Some evenings I would get involved in arguments, withdrawing from a chess game with Susi or from a book. Again I would have the sharpest quarrels with Yuri, because the questions were all explosive ones—for example, the question of the outcome of the war. The jailer, without any word or change of expression, would come in and pull down the dark-blue blackout blind on the window. And then, out there on the other side of the blind, evening Moscow would begin to send up salutes. And just as we could not see the salutes lighting up the heavens, we were unable to see the map of Europe. Yet we tried to picture it in all its details and to guess which cities had been taken. Yuri was especially tormented by those salutes. Appealing to fate to correct his own mistakes, he assured us that the war was by no means finished and that the Red Army and the Anglo-American forces would now go for each other’s throats: that the real war would really begin now. The others in the cell took a greedy interest in this prediction. How would such a conflict end? Yuri claimed it would end with the easy destruction of the Red Army. (Would this result in our liberation or our execution?) I objected to this, and we got into heated arguments. It was his contention that our army was worn down, bled white, poorly supplied, and, most importantly, that it Would not fight with its usual determination against the Allies. I, however, insisted, on the basis of the units I had been familiar with, that the army was not so much worn down as experienced, that it had now become both strong and mean, and that in such an event it would crush the Allies even more thoroughly than it had the Germans. “Never,” cried Yuri in a half-whisper. “And what about the Ardennes?” I answered in a half-whisper. Fastenko interrupted us, ridiculing us both, informing us that we did not understand the West and that no one, now or ever, could compel the Allied armies to fight against us.

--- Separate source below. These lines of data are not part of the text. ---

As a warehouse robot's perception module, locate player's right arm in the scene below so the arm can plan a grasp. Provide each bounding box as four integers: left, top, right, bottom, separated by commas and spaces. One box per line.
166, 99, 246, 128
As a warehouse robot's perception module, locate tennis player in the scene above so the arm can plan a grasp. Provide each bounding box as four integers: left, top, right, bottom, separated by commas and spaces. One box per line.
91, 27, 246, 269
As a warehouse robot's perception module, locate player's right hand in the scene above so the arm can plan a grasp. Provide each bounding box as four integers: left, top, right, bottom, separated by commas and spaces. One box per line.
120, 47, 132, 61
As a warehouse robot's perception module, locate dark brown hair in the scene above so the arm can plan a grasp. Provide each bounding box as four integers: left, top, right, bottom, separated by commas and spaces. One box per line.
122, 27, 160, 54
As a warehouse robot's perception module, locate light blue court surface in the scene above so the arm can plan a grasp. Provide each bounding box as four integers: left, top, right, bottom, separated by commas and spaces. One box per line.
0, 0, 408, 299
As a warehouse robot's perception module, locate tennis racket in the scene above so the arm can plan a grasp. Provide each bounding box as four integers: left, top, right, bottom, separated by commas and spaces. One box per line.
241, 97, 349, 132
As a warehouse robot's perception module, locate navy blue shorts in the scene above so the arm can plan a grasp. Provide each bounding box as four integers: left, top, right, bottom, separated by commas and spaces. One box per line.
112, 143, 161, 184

However, in the evening we didn’t want to argue so much as to hear something interesting that might bring us closer together, and to talk in a spirit of fellowship.

One favorite subject of conversation was prison traditions, how it used to be in prison. We had Fastenko and were therefore able to hear these stories at first hand. What dismayed us most of all was to learn that it had previously been an honor to be a political prisoner, and that it was not only their relatives who stuck by them and refused to renounce them, but that girls who had never even met them came to visit them, pretending for that purpose to be their fiancées. And what about the once universal tradition of gifts for the prisoners on holidays? No one in Russia ever broke the Lenten fast without first taking gifts for unknown prisoners to the common prison kitchen. They brought in Christmas hams, tarts, and kulichi—the special Russian Easter cakes. One poor old lady even used to bring a dozen colored Easter eggs; it made her feel better. And where had all that Russian generosity gone? It had been replaced by political consciousness. That was how cruelly and implacably they had terrified our people and cured them of taking thought for and caring for those who were suffering. Today it would seem silly to do such a thing. If it was proposed today that some institution organize a preholiday collection of gifts for prisoners in the local prison, it would be virtually considered an anti-Soviet revolt! That’s how far we have gone along the road to being brutalized!

And what about those holiday gifts? Were they only a matter of tasty food? More importantly, those gifts gave the prisoners the warm feeling that people in freedom were thinking about them and were concerned for them.